1. Aux termes de l'article R. 778-8 du code de justice administrative : " Lorsque le président du tribunal administratif ou le magistrat désigné à cet effet constate, d'office ou sur la saisine du requérant, que l'injonction prononcée n'a pas été exécutée, il procède à la liquidation de l'astreinte en faveur du fonds prévu à l'article L. 300-2 du code de la construction et de l'habitation. Le président du tribunal administratif ou le magistrat désigné à cet effet peut statuer par ordonnance, dans les conditions prévues par le chapitre II du titre IV du livre VII du présent code, après avoir invité les parties à présenter leurs observations sur l'exécution de l'injonction prononcée. Il liquide l'astreinte en tenant compte de la période pendant laquelle, postérieurement à l'expiration du délai imparti par le jugement, l'injonction est demeurée inexécutée par le fait de l'administration. Il peut, eu égard aux circonstances de l'espèce, modérer le montant dû par l'Etat voire, à titre exceptionnel, déclarer qu'il n'y a pas lieu de liquider l'astreinte ".

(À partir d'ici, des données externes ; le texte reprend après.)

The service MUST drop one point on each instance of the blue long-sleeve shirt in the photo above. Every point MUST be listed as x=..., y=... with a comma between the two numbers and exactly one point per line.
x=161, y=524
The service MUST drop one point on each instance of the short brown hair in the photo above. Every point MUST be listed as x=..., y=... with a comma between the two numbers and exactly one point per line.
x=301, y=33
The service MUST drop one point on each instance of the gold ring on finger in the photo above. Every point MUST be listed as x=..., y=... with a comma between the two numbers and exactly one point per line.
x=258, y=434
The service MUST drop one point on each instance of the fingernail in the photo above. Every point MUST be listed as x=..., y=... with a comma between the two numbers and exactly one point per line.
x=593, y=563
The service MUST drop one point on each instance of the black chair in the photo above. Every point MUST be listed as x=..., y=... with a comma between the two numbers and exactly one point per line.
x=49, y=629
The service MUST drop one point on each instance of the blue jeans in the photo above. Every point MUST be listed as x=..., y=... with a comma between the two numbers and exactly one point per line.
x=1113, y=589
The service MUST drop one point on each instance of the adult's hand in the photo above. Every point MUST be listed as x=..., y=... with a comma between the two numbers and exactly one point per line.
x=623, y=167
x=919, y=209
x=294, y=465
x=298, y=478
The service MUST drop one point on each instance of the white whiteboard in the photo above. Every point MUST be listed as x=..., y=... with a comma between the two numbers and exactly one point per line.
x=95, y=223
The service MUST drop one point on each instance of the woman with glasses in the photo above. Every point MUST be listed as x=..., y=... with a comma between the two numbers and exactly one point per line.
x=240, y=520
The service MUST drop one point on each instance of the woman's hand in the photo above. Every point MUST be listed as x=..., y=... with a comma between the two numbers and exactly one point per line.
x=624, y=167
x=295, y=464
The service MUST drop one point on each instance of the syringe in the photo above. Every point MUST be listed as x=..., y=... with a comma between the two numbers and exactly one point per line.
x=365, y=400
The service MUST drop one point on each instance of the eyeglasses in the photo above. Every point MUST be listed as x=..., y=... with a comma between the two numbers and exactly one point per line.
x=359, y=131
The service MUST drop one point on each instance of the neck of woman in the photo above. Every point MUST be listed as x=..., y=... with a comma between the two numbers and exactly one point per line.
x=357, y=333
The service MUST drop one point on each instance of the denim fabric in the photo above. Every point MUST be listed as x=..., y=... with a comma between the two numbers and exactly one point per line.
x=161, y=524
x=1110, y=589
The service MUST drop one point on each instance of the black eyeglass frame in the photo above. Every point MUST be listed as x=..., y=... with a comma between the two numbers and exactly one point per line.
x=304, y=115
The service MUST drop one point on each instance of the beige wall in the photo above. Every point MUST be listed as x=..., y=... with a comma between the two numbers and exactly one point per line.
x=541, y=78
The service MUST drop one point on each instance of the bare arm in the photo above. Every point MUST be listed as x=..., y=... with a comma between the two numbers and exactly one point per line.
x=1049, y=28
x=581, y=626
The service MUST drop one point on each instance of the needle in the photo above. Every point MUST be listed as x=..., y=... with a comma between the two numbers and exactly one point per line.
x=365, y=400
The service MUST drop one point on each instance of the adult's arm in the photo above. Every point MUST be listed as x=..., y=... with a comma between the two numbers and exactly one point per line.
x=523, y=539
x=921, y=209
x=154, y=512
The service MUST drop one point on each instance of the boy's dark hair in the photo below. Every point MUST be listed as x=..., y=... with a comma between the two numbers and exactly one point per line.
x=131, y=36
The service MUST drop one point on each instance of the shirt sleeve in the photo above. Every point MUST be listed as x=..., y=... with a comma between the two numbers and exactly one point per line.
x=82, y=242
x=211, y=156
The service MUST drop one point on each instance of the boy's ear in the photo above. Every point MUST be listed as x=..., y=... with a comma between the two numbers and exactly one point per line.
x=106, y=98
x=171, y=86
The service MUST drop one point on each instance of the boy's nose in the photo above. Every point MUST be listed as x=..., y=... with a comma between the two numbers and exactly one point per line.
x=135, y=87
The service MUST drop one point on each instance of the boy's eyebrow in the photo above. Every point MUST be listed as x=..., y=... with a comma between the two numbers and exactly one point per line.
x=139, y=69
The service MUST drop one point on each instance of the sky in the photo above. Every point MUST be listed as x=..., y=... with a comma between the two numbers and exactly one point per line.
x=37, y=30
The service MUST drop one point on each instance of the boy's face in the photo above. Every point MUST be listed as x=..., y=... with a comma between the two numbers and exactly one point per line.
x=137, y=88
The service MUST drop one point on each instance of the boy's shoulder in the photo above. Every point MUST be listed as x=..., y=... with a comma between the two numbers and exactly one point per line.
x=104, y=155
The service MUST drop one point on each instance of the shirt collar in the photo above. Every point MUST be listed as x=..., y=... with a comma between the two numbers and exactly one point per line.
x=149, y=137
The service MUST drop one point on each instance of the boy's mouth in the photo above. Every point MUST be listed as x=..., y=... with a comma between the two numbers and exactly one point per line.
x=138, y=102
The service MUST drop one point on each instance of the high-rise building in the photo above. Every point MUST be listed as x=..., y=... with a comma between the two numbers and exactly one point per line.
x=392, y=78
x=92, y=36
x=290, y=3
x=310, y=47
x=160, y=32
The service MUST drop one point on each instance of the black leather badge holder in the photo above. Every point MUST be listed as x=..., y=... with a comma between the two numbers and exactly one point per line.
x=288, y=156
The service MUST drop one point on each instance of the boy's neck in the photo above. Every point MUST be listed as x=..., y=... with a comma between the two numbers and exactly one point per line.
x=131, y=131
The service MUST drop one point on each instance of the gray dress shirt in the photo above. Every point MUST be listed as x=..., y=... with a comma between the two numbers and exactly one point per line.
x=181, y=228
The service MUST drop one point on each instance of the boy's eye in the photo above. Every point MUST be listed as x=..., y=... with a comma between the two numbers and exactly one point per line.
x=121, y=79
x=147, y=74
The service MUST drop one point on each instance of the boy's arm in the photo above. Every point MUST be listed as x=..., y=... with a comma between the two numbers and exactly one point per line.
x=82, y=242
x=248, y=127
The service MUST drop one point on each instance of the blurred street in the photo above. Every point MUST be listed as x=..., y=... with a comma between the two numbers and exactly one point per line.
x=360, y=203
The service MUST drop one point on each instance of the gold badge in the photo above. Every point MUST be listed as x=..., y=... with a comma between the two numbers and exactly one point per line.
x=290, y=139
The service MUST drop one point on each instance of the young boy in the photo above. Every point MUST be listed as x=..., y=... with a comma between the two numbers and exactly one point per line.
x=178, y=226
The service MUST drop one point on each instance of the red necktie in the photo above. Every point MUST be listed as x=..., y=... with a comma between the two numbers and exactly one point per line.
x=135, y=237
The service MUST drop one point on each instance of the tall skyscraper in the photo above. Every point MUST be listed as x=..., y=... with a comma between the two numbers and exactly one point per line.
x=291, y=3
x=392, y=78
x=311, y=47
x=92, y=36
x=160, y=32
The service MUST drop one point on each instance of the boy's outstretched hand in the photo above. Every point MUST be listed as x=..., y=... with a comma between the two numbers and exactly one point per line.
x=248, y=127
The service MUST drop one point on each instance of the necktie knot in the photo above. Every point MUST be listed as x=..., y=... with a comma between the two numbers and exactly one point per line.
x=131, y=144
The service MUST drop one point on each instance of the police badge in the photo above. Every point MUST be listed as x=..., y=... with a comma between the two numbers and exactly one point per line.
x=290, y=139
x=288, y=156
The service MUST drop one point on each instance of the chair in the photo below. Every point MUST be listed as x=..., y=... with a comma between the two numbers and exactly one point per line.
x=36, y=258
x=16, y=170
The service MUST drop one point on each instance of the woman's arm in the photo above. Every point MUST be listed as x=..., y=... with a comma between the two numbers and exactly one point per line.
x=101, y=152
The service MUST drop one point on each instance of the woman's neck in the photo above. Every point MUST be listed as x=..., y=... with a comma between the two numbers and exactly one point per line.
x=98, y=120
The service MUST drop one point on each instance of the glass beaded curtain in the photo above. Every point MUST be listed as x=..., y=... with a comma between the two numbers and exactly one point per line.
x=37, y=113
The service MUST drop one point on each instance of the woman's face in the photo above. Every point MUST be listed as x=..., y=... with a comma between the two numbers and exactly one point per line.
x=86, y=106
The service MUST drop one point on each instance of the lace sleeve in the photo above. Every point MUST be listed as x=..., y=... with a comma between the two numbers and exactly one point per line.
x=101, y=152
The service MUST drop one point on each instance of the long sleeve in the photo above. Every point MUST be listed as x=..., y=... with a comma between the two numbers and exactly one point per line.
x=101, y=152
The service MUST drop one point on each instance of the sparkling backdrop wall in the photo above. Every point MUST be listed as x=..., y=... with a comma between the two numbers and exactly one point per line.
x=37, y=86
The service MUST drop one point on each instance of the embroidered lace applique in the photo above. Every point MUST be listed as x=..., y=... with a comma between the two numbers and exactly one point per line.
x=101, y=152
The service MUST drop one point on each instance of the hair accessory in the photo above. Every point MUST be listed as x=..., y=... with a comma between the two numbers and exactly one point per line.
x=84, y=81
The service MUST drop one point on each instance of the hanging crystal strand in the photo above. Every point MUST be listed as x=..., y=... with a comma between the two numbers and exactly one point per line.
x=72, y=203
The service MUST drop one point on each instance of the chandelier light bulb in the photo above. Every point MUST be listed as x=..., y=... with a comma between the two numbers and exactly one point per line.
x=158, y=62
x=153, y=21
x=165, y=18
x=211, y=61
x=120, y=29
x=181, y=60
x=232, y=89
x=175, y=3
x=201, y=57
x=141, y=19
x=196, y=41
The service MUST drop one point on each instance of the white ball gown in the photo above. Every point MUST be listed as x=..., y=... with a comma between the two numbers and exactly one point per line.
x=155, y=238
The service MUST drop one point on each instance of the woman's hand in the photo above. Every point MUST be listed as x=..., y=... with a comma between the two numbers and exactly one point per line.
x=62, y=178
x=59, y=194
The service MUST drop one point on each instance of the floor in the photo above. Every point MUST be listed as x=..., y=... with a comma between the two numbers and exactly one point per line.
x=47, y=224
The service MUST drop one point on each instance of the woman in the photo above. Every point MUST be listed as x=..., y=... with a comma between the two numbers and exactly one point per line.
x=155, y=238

2. Par le jugement susvisé, le tribunal administratif de Melun a, en application des dispositions précitées de l'article L. 441-2-3-1 du code de la construction et de l'habitation, prononcé à l'encontre du préfet du Val-de-Marne une astreinte de 400 euros par mois de retard, destinée au fonds d'accompagnement vers et dans le logement, due en l'absence de justification de l'exécution, avant le 1er avril 2017, de l'injonction qui lui était faite par cette décision d'assurer le logement

de M. A, dans les conditions prévues par la commission de médiation.

3. La préfète du Val-de-Marne justifie avoir relogé M. A à compter

du 19 septembre 2019 dans un logement situé à Vitry-sur-Seine, ce que l'intéressé, à qui le mémoire de la préfète a été communiqué, ne conteste pas. La préfète doit donc être regardée comme ayant exécuté son obligation à cette date. Dès lors, il y a lieu, d'une part, de mettre fin à l'astreinte prononcée par ce jugement, d'autre part, de liquider définitivement l'astreinte en tenant compte de la période pendant laquelle, postérieurement à l'expiration du délai imparti par le jugement, l'injonction est demeurée inexécutée par le fait de l'administration et en fixant le solde restant dû au montant mensuel de l'astreinte multiplié par le nombre de mois entiers constaté entre la date du relogement et le dernier versement semestriel effectué par le préfet du Val-de-Marne en faveur du fonds national d'accompagnement vers et dans le logement.

ORDONNE :

Article 1er : Il est mis fin, à la date du relogement, à l'astreinte que l'Etat a été condamné à verser au fonds national d'accompagnement vers et dans le logement au titre de l'exécution tardive

du jugement n°1609452 du 23 janvier 2017.

Article 2 : Le solde restant dû est fixé au montant mensuel de l'astreinte multiplié par le nombre de mois entiers constaté entre la date de relogement et le dernier versement semestriel effectué par

le préfet du Val-de-Marne auprès du fonds national d'accompagnement vers et dans le logement.

Article 3 : La présente ordonnance sera notifiée à M. A C, au préfet

du Val-de-Marne et à la ministre chargée du logement.

Le premier vice-président,

O. B

La République mande et ordonne à la ministre chargée du logement en ce qui la concerne et à tous commissaires de justice à ce requis en ce qui concerne les voies de droit commun contre les parties privées de pourvoir à l'exécution de la présente ordonnance.